I still don't think the Blackshirts have matched up against a better-than-average offense, but they sure have looked good so far. Against Notre Dame the secondary had its best game of the year. Keyuo Craver and Dejuan Groce stepped up their games and completely shut down the Irish receivers. Newcomer Barrett Ruud continued to impress, and Jamie Burrow further solidified himself as a primary frontrunner for defensive MVP.
What Went Wrong
Yes, we won the game handily. Yes, one shouldn't be too critical about a 17-point victory over a storied program like Notre Dame. Still, I have to question the conservative gameplan in the second half.
While I understand that the gameplan was so vanilla because Solich wanted to run the clock and prevent any turnovers, I don't necessarily agree that this strategy was all that effective. Yes, we won the game, but by not calling any options or pass plays, the Husker offense came to a grinding halt. Because they weren't able to get first downs or sustain any kind of drive, the Huskers weren't able to use much of the clock, and instead kept giving Notre Dame the ball back, thus giving them more opportunities to score. Fortunately the Husker D was up to the challenge, and Notre Dame never put together much of a scoring threat.
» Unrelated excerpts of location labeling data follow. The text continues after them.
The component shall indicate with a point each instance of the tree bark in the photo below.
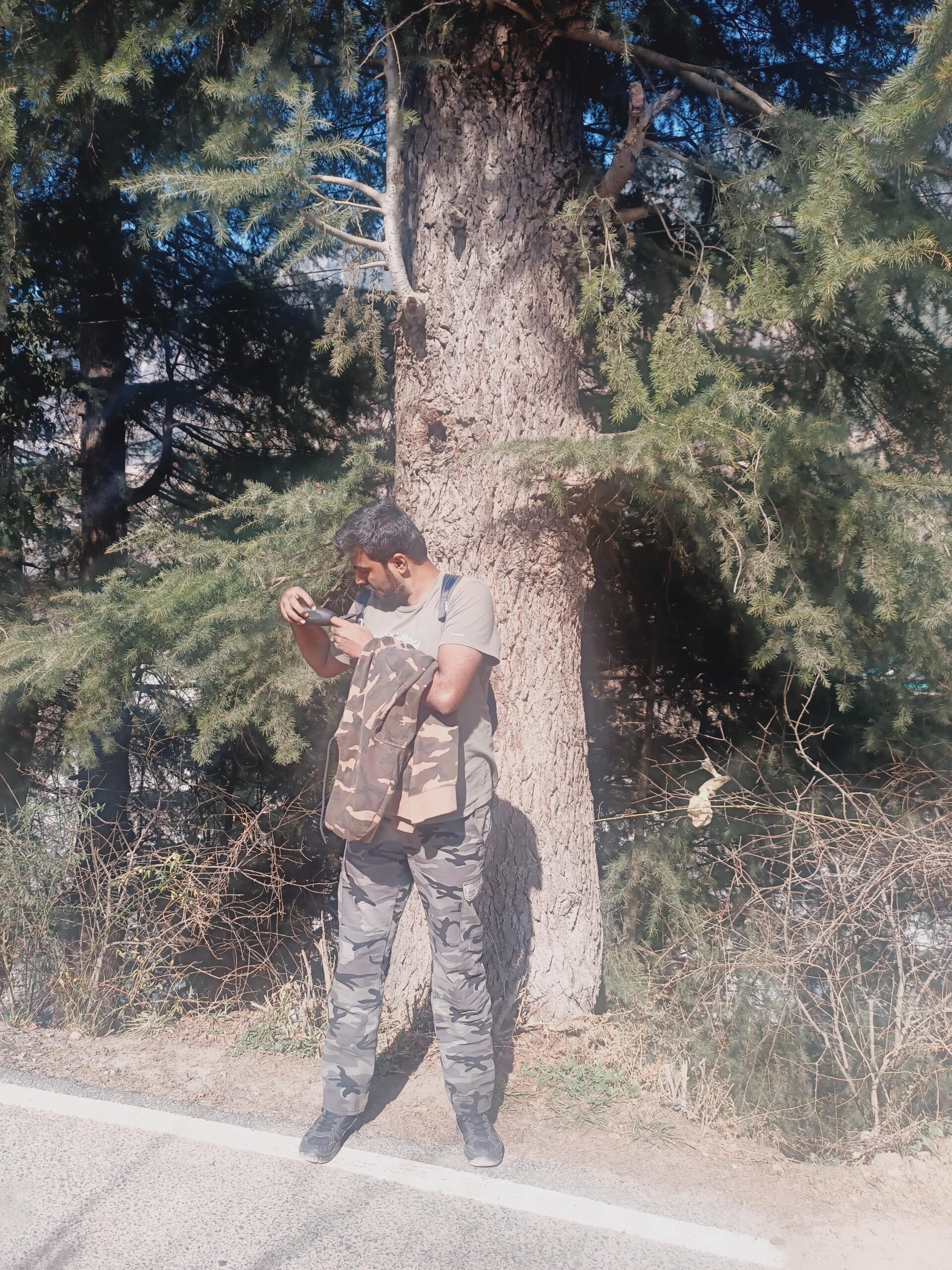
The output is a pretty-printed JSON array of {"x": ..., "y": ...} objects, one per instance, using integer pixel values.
[{"x": 495, "y": 360}]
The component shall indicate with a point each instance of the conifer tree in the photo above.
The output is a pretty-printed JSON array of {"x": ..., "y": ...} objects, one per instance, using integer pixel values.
[{"x": 667, "y": 198}]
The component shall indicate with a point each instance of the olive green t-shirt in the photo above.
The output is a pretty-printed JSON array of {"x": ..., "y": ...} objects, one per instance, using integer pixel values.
[{"x": 472, "y": 623}]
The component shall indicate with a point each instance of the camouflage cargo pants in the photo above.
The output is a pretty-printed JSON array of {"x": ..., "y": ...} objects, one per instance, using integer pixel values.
[{"x": 446, "y": 864}]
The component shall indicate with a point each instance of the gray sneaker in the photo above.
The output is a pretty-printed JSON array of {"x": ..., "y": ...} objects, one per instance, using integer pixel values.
[
  {"x": 327, "y": 1136},
  {"x": 483, "y": 1146}
]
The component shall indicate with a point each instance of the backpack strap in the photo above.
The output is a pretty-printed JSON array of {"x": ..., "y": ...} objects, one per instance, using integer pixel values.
[
  {"x": 359, "y": 605},
  {"x": 450, "y": 581}
]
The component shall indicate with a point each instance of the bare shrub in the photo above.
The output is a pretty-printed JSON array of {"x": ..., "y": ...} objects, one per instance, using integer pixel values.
[
  {"x": 200, "y": 897},
  {"x": 812, "y": 964}
]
Overall the coaching staff did a good job of preparing the team and keeping Notre Dame off-balance, but in the future I'd like to see Solich and Co. be more aggressive after earning a lead.
The other significant negative was the season-ending injury of defensive tackle Jason Lohr. After having a so-so campaign in 2000, Lohr was off to a tremendous start in 2001. Fortunately for the Big Red, this is a position with quite a bit of depth. Lohr's back-up John Clanton has looked very capable of sliding into a Blackshirt. Still, losing a player of Lohr's caliber could have an impact down the road.
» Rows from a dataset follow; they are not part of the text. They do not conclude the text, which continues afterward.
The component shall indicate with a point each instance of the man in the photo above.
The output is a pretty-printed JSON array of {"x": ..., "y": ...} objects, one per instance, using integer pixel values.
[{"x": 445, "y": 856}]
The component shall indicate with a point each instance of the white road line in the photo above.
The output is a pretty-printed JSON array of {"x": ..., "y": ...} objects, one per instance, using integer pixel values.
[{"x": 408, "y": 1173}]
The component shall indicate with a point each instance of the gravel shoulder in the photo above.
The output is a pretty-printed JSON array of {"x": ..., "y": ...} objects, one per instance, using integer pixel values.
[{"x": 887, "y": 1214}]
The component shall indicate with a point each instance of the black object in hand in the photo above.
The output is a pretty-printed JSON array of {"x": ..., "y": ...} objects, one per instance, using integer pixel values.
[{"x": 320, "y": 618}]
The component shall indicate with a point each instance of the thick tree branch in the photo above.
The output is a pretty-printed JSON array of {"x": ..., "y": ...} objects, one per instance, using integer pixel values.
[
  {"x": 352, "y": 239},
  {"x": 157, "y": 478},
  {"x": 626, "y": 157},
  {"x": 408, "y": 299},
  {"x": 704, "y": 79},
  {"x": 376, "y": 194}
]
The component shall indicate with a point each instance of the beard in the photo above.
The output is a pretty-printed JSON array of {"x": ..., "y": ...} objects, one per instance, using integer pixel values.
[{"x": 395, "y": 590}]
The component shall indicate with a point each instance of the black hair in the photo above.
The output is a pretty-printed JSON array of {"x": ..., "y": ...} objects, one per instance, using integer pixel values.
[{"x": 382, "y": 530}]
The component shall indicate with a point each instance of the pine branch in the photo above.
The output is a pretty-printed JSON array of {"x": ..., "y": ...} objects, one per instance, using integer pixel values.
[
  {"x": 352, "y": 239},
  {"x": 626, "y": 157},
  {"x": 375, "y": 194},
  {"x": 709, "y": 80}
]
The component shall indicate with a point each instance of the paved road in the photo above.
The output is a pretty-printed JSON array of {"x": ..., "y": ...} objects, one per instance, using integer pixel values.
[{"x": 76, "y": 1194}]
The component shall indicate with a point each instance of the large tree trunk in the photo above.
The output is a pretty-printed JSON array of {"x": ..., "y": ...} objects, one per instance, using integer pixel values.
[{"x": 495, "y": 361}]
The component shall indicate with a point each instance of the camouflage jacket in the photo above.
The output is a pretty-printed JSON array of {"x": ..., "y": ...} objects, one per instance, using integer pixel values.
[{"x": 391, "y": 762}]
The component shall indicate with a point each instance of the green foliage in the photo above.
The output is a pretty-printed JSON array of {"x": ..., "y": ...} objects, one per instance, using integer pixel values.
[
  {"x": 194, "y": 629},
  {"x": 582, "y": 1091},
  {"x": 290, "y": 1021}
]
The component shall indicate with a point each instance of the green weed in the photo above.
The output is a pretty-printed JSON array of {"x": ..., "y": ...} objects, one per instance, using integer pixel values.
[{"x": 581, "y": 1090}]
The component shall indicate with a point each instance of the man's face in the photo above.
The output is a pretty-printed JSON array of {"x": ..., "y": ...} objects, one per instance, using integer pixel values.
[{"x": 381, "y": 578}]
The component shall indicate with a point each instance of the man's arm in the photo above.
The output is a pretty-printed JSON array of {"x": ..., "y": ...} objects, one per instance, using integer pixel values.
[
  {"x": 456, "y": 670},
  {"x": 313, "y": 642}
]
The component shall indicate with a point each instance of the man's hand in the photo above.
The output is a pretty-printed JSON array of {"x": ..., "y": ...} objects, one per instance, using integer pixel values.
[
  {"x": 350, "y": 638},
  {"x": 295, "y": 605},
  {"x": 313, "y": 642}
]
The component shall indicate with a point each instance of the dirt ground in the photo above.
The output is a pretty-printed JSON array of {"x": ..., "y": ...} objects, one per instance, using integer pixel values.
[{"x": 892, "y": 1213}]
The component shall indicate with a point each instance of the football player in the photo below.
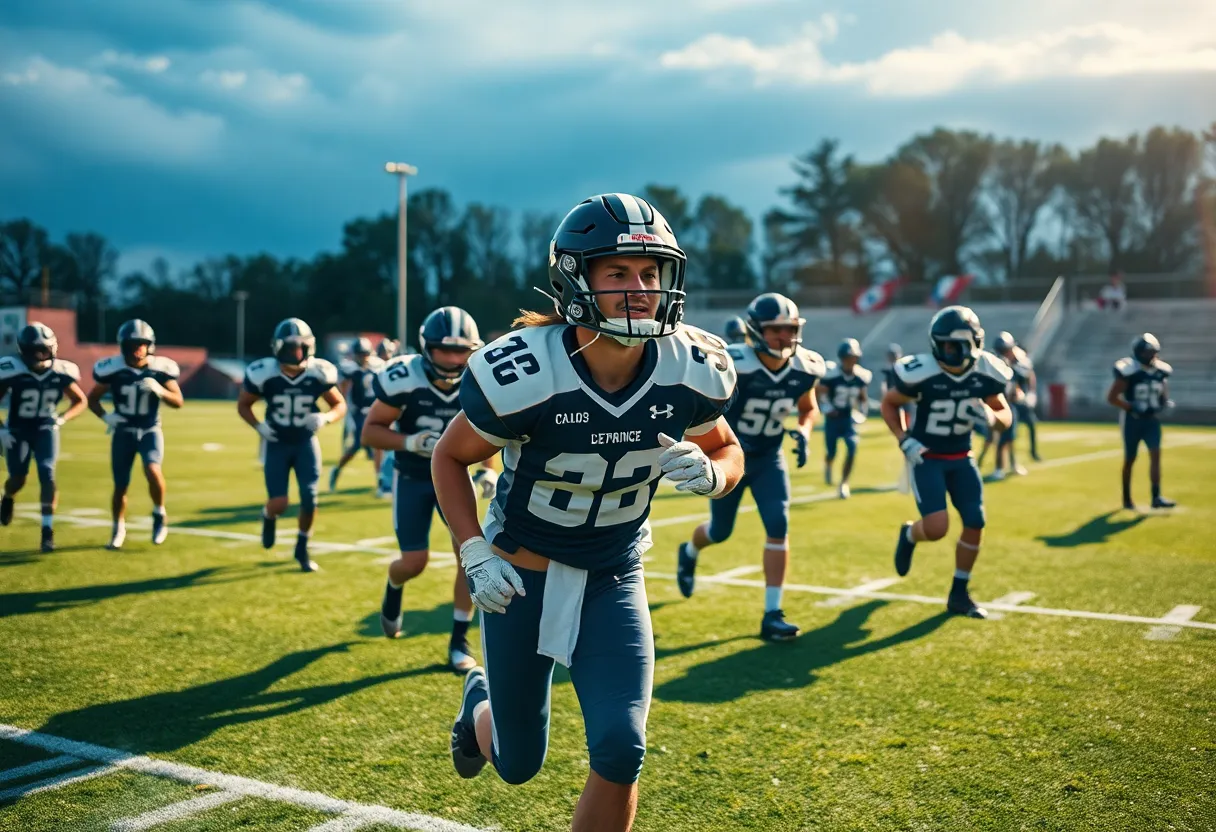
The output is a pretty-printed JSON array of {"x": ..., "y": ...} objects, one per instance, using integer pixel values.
[
  {"x": 138, "y": 382},
  {"x": 845, "y": 404},
  {"x": 776, "y": 377},
  {"x": 291, "y": 381},
  {"x": 415, "y": 398},
  {"x": 956, "y": 384},
  {"x": 358, "y": 376},
  {"x": 587, "y": 405},
  {"x": 37, "y": 381},
  {"x": 1141, "y": 391}
]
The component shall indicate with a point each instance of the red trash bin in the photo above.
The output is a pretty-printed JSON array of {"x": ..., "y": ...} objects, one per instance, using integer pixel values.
[{"x": 1057, "y": 408}]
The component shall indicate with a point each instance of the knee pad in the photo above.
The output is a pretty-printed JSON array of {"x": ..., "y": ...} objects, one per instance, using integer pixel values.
[{"x": 972, "y": 515}]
The Desert Husker Offensive Player of the Game
The winner of the DH Offensive Player of the Game, and 125 Powerball Lottery tickets (purchased a month ago), is Dahrran Diedrick. Against the Irish, Diedrick ran tough and ran often. Amazing what not being suspended can do for a guy's productivity. In his two starts this year, Diedrick has established himself as "the man" at I-back. He's hitting holes, he's breaking tackles, and he's holding on to the ball. While Diedrick's workman-like day didn't include any highlight reel quality runs, it did show he's a solid back who has earned Solich's confidence.
The DH Defensive Player of the Game
While one could make a pretty good argument that the player most responsible for shutting down Notre Dame's offense was Irish signal caller Matt Lovecchio, I'm giving this award to Dejuan Groce. Groce's day against Notre Dame featured a few jarring tackles, tight pass coverage, an interception, and a punt return for a touchdown that was called back because of a penalty. With his performance, Groce gained some much needed confidence and sent a message to future Husker opponents that NU will be tough to throw against this year.
The Desert Husker Inanimate Object of the Game
This one is a toss-up between my remote control (likely the most underrated technological advance in the last hundred years), and the Notre Dame offensive line.
What will this week's game teach us?
We've seen glimpses of the talent possessed by this year's version of the Big Red, now we get to see how focused and resilient they are. After coming off a very emotional victory against Notre Dame, and then dealing with the horrors of the past week, it would be understandable if the Huskers played without much intensity on Thursday. I don't see Rice having the talent to pose a real threat, but wouldn't be surprised to see a mistake-laden effort by the Huskers. Even if this is the case, it will be good to have something for which to cheer.